One day he came by and said he'd gotten a call from Jimmy Cliff. This was after "The Harder They Come". I said "What did he want?" Tippy says something about Jimmy wanting him to go on a big tour. I think it was a world gig but we're stretching my memory banks here.
"You going?" we said.
Tippy says, "I asked Jimmy if that meant I'd have to leave Tuscaloosa."
At that point, Tippy had no interest in leaving home. I reckon he told Jimmy "no."
Another time, shortly after that, I was working the door at Jumpin' Johnny's, downtown Tuscaloosa. I think Locust Fork was playing.
Tippy saunters up with this old gut string guitar on his shoulder, no case. The back end is dangling out behind him. Like everybody carried their guitar that way.

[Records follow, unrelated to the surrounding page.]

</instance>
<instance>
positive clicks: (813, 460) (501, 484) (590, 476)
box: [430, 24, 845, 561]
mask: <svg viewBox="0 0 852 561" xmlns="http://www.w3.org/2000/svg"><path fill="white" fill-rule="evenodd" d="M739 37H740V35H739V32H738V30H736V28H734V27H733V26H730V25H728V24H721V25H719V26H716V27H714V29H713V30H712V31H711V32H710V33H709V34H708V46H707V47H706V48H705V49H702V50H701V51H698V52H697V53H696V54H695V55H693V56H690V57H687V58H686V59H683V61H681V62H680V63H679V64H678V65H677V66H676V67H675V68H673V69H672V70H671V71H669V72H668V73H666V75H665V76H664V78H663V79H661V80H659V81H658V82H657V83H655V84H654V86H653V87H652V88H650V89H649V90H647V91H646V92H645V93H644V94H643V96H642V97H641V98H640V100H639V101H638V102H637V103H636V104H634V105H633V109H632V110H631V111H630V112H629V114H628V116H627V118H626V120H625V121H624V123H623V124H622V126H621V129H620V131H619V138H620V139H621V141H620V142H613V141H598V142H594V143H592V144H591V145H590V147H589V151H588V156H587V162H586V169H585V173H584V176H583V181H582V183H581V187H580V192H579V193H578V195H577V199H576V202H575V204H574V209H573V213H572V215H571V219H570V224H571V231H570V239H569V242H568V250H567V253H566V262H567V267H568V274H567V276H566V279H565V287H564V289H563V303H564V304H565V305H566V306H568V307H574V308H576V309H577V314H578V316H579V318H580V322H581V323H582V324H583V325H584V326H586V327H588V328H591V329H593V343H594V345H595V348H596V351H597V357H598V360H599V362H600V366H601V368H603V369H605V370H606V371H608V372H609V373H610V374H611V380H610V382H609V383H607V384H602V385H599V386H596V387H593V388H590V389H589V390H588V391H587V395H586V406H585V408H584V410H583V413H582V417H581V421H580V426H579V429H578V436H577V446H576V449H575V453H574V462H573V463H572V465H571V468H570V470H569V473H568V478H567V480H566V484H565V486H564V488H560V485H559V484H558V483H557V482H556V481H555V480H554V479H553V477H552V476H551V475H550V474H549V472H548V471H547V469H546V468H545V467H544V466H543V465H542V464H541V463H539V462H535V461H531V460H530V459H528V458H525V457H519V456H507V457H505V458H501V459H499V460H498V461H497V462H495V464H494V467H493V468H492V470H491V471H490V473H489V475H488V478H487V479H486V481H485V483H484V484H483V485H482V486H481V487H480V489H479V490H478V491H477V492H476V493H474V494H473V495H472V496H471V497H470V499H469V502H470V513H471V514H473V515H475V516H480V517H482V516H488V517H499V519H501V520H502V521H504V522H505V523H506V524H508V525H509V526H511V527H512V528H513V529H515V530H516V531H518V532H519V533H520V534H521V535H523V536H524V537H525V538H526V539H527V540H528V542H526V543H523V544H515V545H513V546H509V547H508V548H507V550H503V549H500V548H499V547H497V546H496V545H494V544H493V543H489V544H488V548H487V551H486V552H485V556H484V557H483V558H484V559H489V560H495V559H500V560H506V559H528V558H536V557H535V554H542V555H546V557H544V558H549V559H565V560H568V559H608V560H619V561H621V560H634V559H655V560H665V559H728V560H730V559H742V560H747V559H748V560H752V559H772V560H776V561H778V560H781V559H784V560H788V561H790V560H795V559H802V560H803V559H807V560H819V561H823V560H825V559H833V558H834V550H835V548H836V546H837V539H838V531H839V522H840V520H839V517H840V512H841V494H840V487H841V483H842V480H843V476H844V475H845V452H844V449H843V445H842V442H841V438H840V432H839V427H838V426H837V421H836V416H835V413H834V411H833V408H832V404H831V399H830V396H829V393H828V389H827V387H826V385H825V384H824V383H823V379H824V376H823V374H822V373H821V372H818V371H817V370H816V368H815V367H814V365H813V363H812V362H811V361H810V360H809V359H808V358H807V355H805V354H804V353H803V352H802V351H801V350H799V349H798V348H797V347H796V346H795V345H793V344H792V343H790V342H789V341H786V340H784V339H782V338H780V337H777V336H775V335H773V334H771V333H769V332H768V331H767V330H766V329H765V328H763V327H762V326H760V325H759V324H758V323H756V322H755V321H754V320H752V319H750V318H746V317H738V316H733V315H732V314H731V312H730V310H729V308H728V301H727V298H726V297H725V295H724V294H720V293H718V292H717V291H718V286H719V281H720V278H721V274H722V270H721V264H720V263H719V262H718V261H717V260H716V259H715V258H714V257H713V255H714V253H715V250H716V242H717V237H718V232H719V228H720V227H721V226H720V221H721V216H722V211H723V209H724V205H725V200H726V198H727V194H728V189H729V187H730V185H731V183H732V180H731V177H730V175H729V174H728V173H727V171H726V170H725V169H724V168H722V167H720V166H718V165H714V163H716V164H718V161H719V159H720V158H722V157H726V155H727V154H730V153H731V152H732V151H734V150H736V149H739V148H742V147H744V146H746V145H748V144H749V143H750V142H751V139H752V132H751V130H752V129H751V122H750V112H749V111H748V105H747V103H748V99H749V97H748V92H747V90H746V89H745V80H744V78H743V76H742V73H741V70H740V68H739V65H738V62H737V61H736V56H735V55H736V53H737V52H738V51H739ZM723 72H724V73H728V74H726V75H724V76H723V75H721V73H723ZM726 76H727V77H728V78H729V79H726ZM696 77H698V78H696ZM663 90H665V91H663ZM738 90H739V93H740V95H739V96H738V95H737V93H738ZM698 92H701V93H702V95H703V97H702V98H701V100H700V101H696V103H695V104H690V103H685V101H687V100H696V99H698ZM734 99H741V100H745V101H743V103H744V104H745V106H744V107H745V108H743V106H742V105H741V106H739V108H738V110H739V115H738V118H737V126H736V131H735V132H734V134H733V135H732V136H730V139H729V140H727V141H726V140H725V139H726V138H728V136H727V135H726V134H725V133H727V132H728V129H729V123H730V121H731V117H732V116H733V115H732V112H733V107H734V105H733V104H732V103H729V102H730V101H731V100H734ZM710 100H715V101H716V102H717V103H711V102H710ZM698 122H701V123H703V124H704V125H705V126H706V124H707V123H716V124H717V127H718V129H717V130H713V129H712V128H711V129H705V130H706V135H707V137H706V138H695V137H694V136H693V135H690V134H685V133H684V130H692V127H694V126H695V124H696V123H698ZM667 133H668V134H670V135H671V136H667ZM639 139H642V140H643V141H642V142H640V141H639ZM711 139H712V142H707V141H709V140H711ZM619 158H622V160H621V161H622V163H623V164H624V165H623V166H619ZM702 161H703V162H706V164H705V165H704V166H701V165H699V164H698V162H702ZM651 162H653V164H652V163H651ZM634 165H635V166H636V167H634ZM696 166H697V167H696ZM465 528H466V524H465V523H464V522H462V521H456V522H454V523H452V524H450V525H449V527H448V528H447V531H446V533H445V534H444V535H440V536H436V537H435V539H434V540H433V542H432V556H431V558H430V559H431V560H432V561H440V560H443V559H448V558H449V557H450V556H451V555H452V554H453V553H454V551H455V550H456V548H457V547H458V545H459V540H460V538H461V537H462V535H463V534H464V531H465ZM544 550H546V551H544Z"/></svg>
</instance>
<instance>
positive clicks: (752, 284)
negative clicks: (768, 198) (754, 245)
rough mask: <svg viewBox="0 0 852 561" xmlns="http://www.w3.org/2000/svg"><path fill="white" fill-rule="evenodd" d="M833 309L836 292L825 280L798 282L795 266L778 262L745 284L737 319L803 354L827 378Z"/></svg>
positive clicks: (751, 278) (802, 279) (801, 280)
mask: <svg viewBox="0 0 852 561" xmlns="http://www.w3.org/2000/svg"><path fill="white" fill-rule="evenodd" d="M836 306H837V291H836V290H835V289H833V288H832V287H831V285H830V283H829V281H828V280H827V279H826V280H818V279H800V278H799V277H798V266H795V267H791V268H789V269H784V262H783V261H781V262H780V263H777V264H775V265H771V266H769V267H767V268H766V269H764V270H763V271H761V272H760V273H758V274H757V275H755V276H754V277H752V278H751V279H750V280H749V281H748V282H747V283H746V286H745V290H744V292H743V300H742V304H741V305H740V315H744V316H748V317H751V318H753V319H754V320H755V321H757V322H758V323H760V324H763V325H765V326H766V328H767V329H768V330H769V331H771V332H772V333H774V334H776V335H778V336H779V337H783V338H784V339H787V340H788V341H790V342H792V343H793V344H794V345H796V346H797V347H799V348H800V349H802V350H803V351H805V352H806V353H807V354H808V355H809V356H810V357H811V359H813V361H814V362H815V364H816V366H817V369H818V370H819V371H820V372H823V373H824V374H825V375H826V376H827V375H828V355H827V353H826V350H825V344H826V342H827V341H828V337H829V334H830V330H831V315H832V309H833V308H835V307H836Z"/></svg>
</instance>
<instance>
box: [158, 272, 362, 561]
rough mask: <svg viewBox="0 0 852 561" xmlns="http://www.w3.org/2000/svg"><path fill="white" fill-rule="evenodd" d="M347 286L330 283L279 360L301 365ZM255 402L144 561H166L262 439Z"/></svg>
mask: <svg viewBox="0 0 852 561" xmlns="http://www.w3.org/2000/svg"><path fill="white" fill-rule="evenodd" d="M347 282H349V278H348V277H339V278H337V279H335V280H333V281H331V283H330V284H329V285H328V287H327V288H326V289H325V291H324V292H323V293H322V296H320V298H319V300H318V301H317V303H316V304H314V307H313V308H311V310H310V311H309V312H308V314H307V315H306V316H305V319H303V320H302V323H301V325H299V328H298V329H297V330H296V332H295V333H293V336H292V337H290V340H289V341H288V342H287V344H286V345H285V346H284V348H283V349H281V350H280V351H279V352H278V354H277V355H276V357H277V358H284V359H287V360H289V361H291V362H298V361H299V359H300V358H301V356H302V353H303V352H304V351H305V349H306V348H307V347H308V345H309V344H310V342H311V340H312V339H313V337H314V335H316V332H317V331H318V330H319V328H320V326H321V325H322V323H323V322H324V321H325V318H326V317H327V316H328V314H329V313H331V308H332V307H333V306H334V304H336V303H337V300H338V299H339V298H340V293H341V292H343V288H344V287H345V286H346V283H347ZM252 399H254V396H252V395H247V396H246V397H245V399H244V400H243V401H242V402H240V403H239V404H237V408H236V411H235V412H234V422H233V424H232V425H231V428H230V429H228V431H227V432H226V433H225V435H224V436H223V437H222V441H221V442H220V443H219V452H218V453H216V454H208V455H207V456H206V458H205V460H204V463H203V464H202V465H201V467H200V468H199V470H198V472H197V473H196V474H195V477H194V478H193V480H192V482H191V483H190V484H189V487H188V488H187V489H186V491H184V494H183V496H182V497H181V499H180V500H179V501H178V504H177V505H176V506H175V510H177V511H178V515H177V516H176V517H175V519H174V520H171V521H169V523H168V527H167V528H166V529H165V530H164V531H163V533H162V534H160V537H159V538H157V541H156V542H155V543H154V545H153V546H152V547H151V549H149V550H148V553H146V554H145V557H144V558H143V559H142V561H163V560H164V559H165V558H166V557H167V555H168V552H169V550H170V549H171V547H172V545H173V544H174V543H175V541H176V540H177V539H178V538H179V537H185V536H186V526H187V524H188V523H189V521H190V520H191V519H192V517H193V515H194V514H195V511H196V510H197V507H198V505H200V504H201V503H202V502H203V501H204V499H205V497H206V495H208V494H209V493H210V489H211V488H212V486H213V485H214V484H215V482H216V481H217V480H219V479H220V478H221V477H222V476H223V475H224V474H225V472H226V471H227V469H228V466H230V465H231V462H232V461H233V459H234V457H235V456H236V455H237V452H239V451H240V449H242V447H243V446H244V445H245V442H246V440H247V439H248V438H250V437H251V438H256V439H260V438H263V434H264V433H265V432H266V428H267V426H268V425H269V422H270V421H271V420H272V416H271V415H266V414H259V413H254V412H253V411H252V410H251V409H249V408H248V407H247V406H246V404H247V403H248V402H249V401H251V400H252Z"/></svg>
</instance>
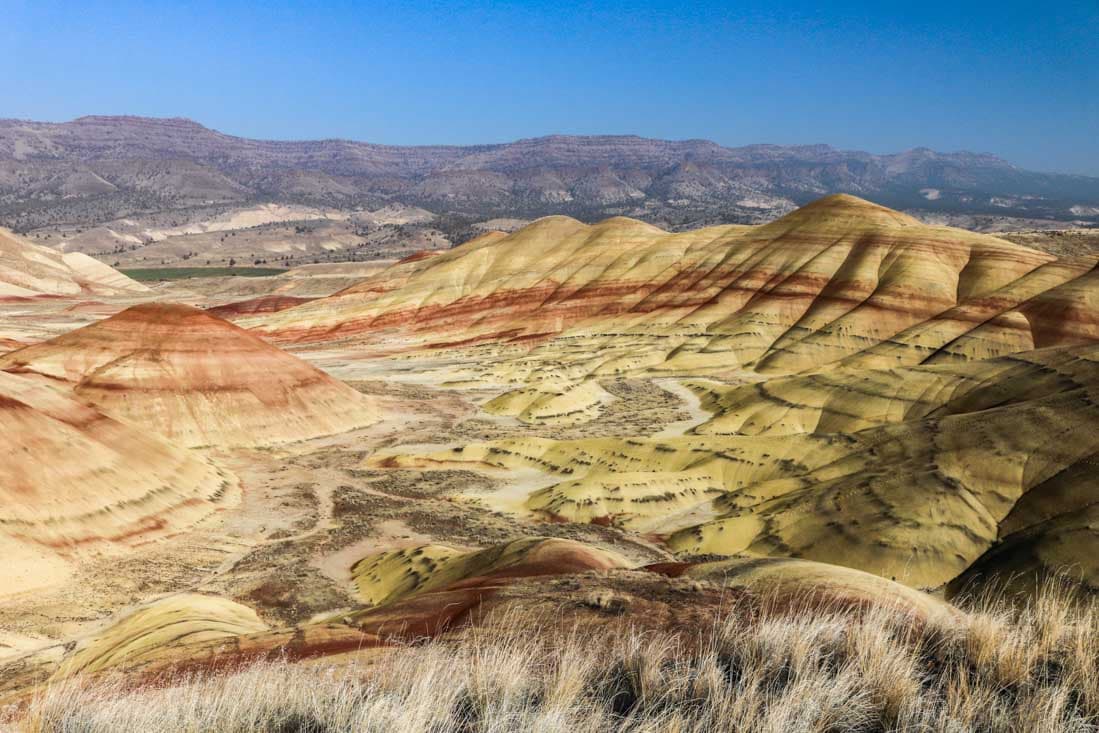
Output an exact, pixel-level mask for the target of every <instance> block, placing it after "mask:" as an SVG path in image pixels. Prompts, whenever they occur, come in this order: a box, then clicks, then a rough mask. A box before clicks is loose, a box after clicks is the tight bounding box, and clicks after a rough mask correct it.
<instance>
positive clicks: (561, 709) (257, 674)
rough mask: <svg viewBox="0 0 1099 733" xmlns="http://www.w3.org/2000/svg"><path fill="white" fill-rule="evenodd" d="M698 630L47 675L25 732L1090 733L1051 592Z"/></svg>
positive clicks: (1073, 653) (1072, 608) (1071, 607)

We chatted and he said "You think I could sit in?"
Locust Fork was one hell of a loud-assed band.
I looked at Tippy and figured he could work it out with the band somehow. No cover charge.
The guy who owned Jumpin' Johnny's, Alex Kontos, came by my place the other day with a CD. There was Tippy, jamming with Locust Fork, "live" at Jumpin' Johnny's.
I took one guitar lesson from Tippy. He decided to show me a cool lick and call it a day. The lick was a little 3 chord thing that was a mix of Appalachian with Muscle Shoals R&B thrown in.
Tippy said "Eddie Hinton taught me that."